The famous bass line on A Tribe Called Quest’s 1990 breakthrough hit cost the rap group a lot of money.
‘Can I Kick It’ is built around a handful of samples, but most recognisable is the sliding bass part from Lou Reed’s 1972 Transformer classic ‘Walk on the Wild Side’, played by Herbie Flowers. According to Phife Dawg, when the group asked for permission from Reed to use the sample, he agreed – with one condition.
“I remember with [record label] Jive, there was a problem with the sample being cleared,” Phife told Rolling Stone. “I don’t think they cleared the sample, and instead of Lou Reed saying, ‘You can’t use it,’ he said, ‘Y’all can use it, but I get all the money from that.'”

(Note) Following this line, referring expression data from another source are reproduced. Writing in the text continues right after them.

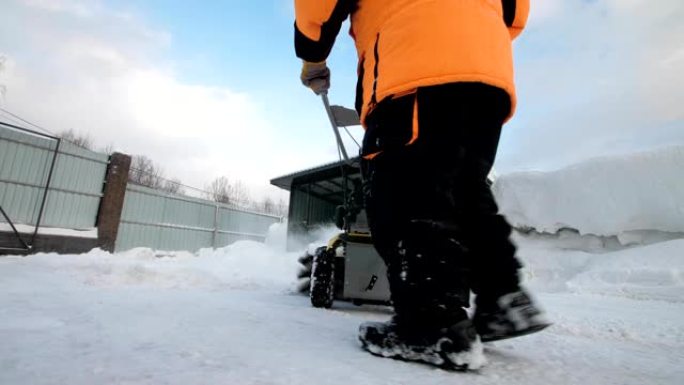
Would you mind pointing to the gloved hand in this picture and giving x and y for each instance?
(316, 76)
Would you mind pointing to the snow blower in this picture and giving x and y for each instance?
(348, 268)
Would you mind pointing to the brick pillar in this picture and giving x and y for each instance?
(111, 204)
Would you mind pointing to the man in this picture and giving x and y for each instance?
(435, 87)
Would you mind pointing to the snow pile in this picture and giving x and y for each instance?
(241, 265)
(622, 196)
(654, 272)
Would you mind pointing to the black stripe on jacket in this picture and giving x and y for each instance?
(317, 51)
(509, 11)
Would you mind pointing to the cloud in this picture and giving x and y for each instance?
(103, 72)
(595, 78)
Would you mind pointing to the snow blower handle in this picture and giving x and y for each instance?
(333, 123)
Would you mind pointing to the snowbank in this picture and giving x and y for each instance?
(654, 272)
(613, 196)
(241, 265)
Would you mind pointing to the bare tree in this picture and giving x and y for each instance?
(77, 138)
(108, 149)
(240, 194)
(173, 186)
(224, 190)
(145, 172)
(219, 190)
(267, 205)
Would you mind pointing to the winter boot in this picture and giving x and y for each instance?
(455, 348)
(511, 315)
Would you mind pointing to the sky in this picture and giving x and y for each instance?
(211, 88)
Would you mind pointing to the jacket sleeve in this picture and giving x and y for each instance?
(515, 15)
(317, 23)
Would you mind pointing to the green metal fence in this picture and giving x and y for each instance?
(75, 190)
(163, 221)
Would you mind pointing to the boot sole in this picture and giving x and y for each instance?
(446, 364)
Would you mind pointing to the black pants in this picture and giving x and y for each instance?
(431, 212)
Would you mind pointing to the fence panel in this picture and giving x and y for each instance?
(76, 187)
(165, 221)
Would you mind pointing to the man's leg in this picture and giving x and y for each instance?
(409, 216)
(477, 112)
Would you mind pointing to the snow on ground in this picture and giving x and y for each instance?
(613, 196)
(230, 316)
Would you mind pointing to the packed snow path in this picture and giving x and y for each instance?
(230, 317)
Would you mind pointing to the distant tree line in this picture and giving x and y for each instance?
(144, 171)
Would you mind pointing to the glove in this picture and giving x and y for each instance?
(316, 76)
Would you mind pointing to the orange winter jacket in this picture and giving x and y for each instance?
(405, 44)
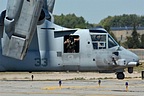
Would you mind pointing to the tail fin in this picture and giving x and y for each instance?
(50, 4)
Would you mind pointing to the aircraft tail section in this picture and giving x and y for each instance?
(21, 27)
(2, 16)
(51, 4)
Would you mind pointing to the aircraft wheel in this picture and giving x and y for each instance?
(120, 75)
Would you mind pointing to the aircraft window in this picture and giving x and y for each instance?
(98, 41)
(71, 44)
(111, 42)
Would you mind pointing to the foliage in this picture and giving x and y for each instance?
(123, 20)
(72, 21)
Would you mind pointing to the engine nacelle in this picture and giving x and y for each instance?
(121, 62)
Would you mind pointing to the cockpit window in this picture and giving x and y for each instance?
(111, 42)
(99, 41)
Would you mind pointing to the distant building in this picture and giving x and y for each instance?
(122, 32)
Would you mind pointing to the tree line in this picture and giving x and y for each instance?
(132, 20)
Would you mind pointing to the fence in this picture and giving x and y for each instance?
(139, 52)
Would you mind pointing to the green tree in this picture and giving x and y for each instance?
(72, 21)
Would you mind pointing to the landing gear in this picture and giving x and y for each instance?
(120, 75)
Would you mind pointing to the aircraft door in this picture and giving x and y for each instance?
(71, 57)
(100, 46)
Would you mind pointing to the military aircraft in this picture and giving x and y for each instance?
(31, 42)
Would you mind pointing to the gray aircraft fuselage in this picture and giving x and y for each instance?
(30, 42)
(46, 52)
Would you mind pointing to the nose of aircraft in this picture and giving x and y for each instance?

Reed took all of the royalties and publishing, says Phife, and “to this day, we haven’t seen a dime from that song.” He doesn’t seem to mind, though.
“I’m grateful that [the song] kicked in the door, but to be honest, that was the label’s fault,” the rapper says. “They didn’t clear the sample. And rightfully so. It’s his art; it’s his work. He could have easily said no. There could have easily been no ‘Can I Kick It?’ So you take the good with the bad. And the good is, we didn’t get sued. We just didn’t get nothing from it.”
As the magazine points out, Reed was a hip-hop fan from the start, once inviting Run-DMC to perform on his episode of MTV show Rock Influences. The late Velvet Underground frontman was also a massive fan of Yeezus.
The album that produced ‘Can I Kick It?’, 1990’s People’s Instinctive Travels and the Paths of Rhythm, has just been reissued in a 25th anniversary edition along with a covetable vinyl 45s box set.